L’Algérie a lancé, le 27 janvier dernier sa première émission de sukuk souverains, une opération d’environ 296,65 milliards de dinars (près de 2 milliards d’euros) qui marque une étape symbolique dans la stratégie de financement de l’État. Présentée par les autorités comme un jalon majeur dans le développement de la finance islamique et du marché des capitaux, cette émission intervient dans un contexte budgétaire contraint et traduit la recherche de nouveaux leviers pour financer les investissements publics.
Un instrument islamique pour diversifier le financement public
Selon le ministère des Finances, cette opération s’inscrit dans une stratégie visant à réduire la dépendance aux mécanismes traditionnels d’endettement et aux recettes des hydrocarbures, tout en mobilisant l’épargne nationale. Dans son communiqué, le Trésor public souligne que l’initiative « s’inscrit dans une vision visant à diversifier les sources de financement de l’État, à mobiliser l’épargne nationale et à proposer des instruments financiers conformes aux principes de la Finance Islamique, en tant qu’instrument complémentaire aux mécanismes de financement existants ».
Les sukuk émis ont une maturité de sept ans et offrent un rendement annuel de 6 %, versé sous forme de loyers conformément aux principes de la finance islamique. Les titres sont adossés à un portefeuille d’actifs immobiliers appartenant à l’État – bâtiments administratifs, équipements publics et terrains – dont le droit d’usufruit sert de base à l’opération. Les autorités mettent en avant la transparence de ce montage et l’exonération fiscale des rendements pour renforcer l’attractivité auprès des investisseurs.
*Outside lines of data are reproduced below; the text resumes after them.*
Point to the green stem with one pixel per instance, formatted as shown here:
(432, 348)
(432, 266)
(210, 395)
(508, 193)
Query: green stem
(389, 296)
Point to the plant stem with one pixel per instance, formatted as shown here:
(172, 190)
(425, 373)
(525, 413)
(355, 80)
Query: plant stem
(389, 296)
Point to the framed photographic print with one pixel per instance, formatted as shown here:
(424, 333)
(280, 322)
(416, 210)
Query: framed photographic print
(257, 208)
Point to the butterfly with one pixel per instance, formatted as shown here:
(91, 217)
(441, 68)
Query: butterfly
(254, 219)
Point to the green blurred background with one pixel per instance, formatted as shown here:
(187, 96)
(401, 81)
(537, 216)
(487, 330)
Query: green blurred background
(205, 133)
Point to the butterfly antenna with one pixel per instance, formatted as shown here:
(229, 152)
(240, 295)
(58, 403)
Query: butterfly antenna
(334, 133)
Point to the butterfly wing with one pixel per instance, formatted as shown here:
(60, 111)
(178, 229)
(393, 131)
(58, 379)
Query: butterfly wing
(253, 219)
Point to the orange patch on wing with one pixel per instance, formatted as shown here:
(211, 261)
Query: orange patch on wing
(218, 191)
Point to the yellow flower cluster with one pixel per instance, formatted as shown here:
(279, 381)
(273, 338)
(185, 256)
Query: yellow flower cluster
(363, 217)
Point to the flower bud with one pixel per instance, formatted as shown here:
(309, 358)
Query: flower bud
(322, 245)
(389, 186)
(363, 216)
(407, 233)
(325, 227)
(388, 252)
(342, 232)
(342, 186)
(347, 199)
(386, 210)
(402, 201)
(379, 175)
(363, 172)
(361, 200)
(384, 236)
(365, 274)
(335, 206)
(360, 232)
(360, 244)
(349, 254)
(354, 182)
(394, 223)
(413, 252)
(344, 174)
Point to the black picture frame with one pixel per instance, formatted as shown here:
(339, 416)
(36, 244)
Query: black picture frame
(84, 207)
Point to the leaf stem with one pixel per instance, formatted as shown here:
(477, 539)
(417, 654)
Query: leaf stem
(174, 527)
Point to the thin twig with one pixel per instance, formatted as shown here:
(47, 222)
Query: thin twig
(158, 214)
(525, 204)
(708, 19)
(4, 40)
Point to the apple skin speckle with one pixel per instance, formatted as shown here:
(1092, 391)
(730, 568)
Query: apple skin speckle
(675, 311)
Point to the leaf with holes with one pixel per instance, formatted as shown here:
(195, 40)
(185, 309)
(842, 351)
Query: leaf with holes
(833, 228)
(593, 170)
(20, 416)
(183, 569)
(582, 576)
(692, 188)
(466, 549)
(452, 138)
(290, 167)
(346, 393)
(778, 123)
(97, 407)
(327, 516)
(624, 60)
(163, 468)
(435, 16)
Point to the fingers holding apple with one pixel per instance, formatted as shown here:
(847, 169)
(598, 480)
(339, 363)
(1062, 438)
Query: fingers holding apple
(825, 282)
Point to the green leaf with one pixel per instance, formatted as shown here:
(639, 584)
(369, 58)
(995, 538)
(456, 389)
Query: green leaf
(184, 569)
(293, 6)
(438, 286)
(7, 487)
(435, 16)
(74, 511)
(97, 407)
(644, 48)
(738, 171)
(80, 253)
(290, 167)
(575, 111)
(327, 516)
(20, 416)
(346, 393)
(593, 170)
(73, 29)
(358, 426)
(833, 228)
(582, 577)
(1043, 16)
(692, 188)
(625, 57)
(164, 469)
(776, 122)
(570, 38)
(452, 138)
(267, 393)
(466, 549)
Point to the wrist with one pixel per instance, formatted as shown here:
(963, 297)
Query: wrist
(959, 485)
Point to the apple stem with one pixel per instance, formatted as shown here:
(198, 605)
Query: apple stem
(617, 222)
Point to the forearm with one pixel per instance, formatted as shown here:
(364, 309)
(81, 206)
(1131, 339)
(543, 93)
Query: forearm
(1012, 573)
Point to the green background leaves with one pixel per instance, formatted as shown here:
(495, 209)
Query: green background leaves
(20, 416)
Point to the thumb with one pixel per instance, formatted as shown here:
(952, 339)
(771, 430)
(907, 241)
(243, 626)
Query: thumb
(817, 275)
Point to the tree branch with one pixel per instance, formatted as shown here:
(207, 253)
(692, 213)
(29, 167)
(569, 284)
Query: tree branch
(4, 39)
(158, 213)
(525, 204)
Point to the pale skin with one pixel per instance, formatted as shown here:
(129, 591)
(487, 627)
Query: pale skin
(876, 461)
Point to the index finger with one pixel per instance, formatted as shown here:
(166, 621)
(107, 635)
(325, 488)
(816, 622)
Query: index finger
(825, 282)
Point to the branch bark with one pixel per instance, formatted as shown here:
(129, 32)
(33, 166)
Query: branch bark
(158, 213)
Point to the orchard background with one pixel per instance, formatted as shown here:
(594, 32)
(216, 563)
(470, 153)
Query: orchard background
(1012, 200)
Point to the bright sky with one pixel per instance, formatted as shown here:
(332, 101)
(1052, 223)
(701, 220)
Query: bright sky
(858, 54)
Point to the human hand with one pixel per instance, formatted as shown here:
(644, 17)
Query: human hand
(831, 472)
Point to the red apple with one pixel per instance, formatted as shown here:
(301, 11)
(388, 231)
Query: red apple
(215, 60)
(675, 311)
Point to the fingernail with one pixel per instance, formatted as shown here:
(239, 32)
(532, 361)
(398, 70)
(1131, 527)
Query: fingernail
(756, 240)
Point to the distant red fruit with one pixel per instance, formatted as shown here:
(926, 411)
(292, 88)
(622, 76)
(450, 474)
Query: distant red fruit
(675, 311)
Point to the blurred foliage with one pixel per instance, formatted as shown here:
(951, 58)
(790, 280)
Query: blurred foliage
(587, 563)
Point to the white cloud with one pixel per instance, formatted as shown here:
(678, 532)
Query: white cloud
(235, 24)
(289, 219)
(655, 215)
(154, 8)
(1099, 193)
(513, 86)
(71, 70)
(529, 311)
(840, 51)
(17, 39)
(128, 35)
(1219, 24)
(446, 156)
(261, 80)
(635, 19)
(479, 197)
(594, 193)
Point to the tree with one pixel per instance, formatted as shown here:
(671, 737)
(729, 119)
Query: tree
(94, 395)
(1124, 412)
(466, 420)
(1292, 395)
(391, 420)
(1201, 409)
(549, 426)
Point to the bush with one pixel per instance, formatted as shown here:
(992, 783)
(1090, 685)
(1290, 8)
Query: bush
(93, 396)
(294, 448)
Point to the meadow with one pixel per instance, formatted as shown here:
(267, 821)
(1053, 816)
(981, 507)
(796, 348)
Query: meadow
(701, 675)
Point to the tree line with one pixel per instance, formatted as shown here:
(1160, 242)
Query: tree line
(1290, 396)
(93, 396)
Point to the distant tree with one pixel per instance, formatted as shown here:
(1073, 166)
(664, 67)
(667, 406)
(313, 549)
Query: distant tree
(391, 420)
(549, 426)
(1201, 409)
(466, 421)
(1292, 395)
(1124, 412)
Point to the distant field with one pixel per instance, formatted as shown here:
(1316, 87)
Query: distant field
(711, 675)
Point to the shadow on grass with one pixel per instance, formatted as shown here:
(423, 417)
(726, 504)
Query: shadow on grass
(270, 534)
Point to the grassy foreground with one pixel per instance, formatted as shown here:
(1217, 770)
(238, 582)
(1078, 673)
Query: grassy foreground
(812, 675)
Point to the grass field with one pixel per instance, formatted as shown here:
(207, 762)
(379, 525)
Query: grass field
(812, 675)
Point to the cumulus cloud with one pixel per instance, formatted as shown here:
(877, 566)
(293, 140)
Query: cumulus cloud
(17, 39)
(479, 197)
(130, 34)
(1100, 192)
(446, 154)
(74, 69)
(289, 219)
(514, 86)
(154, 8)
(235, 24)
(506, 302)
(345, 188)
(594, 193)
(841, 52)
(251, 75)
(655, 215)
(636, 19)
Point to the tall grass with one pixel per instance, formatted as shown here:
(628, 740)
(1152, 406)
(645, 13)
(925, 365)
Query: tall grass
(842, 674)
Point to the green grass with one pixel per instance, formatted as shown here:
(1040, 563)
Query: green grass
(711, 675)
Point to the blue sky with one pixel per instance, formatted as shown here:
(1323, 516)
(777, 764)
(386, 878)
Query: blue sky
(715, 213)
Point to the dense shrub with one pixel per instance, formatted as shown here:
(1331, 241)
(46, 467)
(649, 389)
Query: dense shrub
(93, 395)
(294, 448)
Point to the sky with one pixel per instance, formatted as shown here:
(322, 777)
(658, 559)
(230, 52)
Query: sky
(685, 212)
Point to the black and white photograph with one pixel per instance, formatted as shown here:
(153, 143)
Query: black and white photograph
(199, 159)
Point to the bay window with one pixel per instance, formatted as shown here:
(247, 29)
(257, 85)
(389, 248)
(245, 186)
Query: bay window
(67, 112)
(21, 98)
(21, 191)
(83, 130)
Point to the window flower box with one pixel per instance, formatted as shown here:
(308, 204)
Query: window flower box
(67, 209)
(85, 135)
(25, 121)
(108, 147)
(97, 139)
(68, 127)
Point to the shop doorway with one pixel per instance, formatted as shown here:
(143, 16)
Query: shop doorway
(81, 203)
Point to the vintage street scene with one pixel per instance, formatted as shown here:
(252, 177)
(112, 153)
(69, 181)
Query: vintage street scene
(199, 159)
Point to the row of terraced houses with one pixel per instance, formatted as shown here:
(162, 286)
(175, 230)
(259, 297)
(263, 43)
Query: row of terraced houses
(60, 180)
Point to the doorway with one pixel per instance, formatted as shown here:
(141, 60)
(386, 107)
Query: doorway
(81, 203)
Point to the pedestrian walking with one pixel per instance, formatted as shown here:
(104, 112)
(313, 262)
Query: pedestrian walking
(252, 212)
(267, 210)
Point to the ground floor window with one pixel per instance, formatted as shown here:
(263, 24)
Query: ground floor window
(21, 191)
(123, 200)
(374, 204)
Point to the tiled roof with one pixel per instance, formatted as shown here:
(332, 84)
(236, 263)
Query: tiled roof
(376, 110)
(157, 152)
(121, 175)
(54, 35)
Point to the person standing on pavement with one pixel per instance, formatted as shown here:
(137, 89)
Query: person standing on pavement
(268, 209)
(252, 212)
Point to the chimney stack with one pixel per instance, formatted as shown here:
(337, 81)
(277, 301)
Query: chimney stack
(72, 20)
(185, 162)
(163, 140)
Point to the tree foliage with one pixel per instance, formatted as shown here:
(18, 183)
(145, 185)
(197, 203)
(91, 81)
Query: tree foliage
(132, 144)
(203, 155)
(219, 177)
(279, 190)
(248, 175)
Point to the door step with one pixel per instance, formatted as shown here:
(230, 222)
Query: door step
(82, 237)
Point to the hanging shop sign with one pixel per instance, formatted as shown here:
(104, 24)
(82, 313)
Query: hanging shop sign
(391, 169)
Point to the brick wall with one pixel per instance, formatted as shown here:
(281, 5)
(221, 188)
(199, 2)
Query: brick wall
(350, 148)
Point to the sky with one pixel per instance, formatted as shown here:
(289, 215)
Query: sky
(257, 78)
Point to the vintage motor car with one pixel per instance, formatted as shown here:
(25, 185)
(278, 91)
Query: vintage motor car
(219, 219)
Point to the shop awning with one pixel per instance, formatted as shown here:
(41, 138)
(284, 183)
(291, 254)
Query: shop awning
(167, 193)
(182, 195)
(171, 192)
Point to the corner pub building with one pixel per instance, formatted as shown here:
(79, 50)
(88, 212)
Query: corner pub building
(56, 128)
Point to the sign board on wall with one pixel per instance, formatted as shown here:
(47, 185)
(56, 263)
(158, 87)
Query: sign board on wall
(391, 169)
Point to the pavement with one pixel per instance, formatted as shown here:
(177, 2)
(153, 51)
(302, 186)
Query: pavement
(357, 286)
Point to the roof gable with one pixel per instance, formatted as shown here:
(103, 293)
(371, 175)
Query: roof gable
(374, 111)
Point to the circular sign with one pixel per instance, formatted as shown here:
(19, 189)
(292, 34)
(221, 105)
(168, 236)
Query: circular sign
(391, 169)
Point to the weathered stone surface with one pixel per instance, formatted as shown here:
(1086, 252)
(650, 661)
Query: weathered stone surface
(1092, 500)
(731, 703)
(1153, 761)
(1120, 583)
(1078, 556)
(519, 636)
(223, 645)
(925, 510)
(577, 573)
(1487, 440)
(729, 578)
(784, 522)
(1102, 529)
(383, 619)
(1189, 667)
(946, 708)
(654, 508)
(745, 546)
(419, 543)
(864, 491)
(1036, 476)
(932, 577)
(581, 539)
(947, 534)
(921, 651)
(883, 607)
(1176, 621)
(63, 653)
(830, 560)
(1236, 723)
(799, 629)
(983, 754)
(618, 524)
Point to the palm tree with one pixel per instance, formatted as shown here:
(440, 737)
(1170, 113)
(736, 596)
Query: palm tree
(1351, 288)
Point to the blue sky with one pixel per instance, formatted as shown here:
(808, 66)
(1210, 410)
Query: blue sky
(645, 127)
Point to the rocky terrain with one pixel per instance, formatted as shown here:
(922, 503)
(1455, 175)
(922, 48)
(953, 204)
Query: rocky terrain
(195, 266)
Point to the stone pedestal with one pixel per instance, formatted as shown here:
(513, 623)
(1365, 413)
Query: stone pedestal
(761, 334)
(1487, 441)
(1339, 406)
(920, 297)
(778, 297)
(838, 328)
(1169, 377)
Souscription ouverte aux particuliers
La souscription est ouverte aux particuliers algériens, y compris non-résidents, ainsi qu’aux entreprises de droit algérien, avec la possibilité d’échanger les titres sur le marché secondaire et, à terme, de les admettre à la cote boursière.
Contrairement à une obligation classique, qui repose sur un prêt avec paiement d’intérêts, le sukuk est un certificat d’investissement adossé à un actif réel et structuré de manière à respecter l’interdiction de l’intérêt (riba) en finance islamique. L’investisseur ne prête pas de l’argent à l’État : il acquiert une part dans un actif ou dans le droit d’usage de cet actif.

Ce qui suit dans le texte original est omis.